Seit Anbeginn des Projektes bin ich mit Manfred Bockelmanns Opus magnum ZEICHNEN GEGEN DAS VERGESSEN in vielfacher Hinsicht (Organisator, Berater, Kurator, Chronist) eng verbunden. Bereits im Jahre 2012 bat mich der Künstler um einen Freundschaftsdienst: Ich möge einen Text über die Anfänge der Arbeit am Kinder-Holocaust-Projekt verfassen.
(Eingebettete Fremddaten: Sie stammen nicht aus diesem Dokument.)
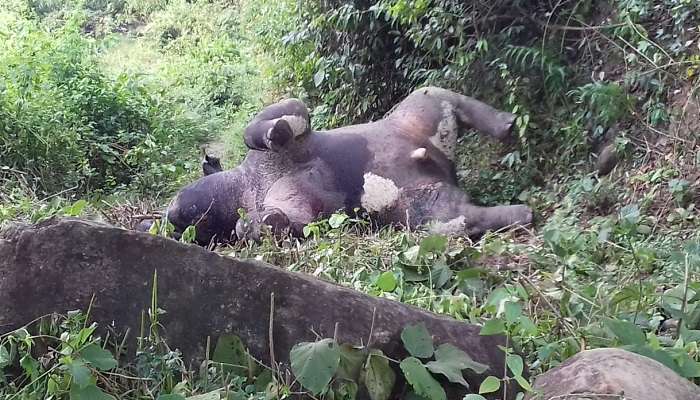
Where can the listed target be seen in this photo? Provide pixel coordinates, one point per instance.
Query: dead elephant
(400, 168)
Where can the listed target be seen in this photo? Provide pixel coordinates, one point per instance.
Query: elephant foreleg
(446, 209)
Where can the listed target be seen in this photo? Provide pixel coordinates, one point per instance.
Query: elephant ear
(278, 135)
(211, 165)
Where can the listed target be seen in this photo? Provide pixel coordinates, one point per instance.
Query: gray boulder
(612, 374)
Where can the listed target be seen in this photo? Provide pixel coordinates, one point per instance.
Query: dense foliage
(103, 96)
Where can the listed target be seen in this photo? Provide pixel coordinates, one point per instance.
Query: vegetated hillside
(612, 260)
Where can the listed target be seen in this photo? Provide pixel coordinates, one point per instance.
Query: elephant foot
(248, 229)
(279, 135)
(276, 220)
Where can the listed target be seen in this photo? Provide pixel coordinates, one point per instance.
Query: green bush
(67, 125)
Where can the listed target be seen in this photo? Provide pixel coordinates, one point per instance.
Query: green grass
(609, 259)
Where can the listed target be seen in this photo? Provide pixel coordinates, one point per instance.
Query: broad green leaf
(433, 244)
(659, 355)
(492, 327)
(319, 76)
(98, 357)
(417, 341)
(90, 392)
(345, 390)
(171, 397)
(440, 274)
(5, 359)
(450, 361)
(314, 364)
(513, 311)
(80, 373)
(420, 379)
(76, 208)
(351, 361)
(337, 220)
(377, 376)
(387, 281)
(30, 366)
(232, 355)
(523, 383)
(515, 364)
(263, 380)
(489, 385)
(627, 332)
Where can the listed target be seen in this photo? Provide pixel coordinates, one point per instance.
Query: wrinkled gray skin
(401, 169)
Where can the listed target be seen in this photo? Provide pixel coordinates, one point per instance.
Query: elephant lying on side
(400, 169)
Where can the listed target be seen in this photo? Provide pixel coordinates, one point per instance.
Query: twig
(684, 305)
(550, 305)
(59, 193)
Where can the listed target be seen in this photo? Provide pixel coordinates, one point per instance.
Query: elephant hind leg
(438, 109)
(479, 220)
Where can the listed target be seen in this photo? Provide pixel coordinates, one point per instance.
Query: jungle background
(105, 105)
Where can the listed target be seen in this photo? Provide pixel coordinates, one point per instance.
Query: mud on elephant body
(400, 168)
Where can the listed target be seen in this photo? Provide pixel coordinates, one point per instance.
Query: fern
(607, 103)
(530, 57)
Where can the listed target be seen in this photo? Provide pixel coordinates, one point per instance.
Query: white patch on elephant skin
(419, 154)
(451, 227)
(379, 193)
(298, 124)
(445, 137)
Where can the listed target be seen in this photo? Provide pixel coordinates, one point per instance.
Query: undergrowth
(611, 260)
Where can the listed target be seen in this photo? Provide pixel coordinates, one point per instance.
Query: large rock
(59, 265)
(613, 374)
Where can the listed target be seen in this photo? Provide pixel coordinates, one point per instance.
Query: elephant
(399, 169)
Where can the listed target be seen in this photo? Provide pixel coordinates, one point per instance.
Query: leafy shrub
(69, 126)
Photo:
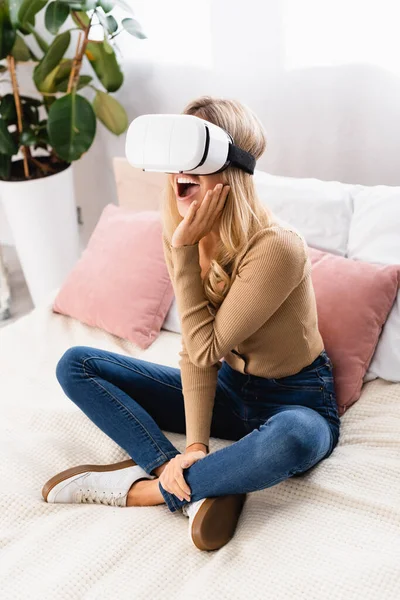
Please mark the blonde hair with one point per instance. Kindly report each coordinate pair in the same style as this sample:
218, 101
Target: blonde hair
243, 214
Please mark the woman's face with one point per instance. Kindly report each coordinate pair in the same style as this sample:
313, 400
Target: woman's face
200, 184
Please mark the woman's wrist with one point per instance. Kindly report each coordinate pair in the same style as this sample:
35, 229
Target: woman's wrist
197, 446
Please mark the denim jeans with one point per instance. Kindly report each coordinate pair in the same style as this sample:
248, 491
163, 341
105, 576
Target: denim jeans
280, 427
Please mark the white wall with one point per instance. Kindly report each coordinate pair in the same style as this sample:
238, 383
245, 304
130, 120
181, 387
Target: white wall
329, 112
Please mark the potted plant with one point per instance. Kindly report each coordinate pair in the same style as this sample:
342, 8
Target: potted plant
40, 137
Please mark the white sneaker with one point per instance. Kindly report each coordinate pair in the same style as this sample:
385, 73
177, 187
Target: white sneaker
212, 521
94, 484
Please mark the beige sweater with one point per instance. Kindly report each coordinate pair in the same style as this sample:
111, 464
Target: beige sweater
268, 317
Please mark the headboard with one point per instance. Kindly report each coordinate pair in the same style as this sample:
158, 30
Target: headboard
137, 189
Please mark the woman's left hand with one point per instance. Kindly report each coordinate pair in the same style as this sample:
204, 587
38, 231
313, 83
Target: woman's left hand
172, 478
198, 222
Ihm, der ja „eigentlich selbst ein wortgewandter Sprecher wäre, fehlten in diesem Fall die richtigen Worte“. DUNKLES ERINNERN I - Augenzeugenbericht einer Spurensuche - entsprang dieser Bitte und wurde 2012 in der CARINTHIA I - Zeitschrift für geschichtliche Landeskunde von Kärnten - erstmals veröffentlicht. Der Titel sollte nicht nur den farblichen Grundton der Zeichnungen reflektieren, sondern auch das Dunkel jener Zeit und jenes der Erinnerung andeuten. Auch in den großen Ausstellungskatalog, der leider seit Jahren vergriffen ist, wurde der Text aufgenommen. Seit dem Jahr 2014 entstand und entsteht DUNKLES ERINNERN II. Dieser Text ist eine Spurensicherung und beschäftigt sich mit den Wegen, die das Projekt bislang gegangen ist, mit seinen Stationen, seiner Rezeption und Wirkungsgeschichte.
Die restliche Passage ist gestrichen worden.